## Composite Slice Transformer: An Efficient Transformer with Composition of Multi-Scale Multi-Range Attentions

Abstract: Since the introduction of Transformers, researchers have tackled the notoriously expensive quadratic complexity problem. While significant computational efficiency improvements have been achieved, they come at the cost of reduced accuracy trade-offs. In this paper, we propose Composite Slice Transformer (CST), a Transformer-based network equipped with a composition of multi-scale multi-range attentions, boosting both efficiency and modeling capability. After stacking fixed-length slices of the input sequence, each layer in CST performs a pair of fine-and-coarse-grained attentions with short-long ranges in a sequential manner, coupled with volatile instant positional embedding, enabling efficient token interactions {\em and} improving expressiveness of the model.
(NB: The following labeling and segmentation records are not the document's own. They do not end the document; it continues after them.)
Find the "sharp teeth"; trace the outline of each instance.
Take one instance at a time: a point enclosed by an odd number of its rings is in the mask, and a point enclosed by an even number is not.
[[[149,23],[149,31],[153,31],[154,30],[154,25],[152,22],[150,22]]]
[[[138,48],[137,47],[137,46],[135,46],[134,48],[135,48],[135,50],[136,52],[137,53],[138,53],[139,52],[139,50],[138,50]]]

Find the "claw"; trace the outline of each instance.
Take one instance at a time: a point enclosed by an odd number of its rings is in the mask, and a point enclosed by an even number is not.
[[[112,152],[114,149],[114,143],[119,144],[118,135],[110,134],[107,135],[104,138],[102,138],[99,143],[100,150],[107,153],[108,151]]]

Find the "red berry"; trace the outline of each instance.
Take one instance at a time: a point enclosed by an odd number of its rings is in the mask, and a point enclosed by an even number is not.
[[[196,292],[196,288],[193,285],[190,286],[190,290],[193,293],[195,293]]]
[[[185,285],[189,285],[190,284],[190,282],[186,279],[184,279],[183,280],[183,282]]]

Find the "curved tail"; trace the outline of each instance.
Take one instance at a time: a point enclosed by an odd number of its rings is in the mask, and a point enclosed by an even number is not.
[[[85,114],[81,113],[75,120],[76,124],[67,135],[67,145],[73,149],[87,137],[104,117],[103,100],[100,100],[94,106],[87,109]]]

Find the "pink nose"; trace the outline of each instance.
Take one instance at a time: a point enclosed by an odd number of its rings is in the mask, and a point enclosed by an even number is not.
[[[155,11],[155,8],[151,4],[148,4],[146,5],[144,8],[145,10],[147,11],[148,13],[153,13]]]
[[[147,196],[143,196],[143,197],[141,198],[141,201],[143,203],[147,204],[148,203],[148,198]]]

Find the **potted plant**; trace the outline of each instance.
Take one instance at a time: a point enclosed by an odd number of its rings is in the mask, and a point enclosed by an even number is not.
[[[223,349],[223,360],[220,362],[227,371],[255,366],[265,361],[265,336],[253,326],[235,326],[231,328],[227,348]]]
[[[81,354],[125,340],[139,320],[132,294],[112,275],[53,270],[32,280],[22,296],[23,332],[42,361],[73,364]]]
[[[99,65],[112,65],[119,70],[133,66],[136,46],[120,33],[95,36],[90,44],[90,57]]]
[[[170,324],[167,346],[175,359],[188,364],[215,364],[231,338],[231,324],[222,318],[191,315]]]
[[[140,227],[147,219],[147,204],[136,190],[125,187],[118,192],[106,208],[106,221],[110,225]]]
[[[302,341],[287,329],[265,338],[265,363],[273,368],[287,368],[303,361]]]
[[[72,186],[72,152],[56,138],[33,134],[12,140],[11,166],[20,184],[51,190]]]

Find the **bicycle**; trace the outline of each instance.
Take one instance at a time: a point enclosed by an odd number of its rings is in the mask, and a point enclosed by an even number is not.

In addition to significantly reduced $O(NL+N^2/L^2)$ complexity for sequence length $N$ and slice length $L$, CST achieves superior performance on a variety of tasks. We show that CST surpasses recently published efficient Transformers on the Long Range Arena benchmark, demonstrating the bidirectional long-range dependency modeling capability of our model. It outperforms the standard Transformer by a margin of $6.9$\% in average accuracy across the five classification tasks of the benchmark, while being of complexity comparable to other efficient transformers. Furthermore, on the word-level autoregressive language modeling task with the WikiText-103 dataset, CST performs competitively against the Transformer model with only $2$\% gap in the test perplexity while outperforming other efficient Transformers.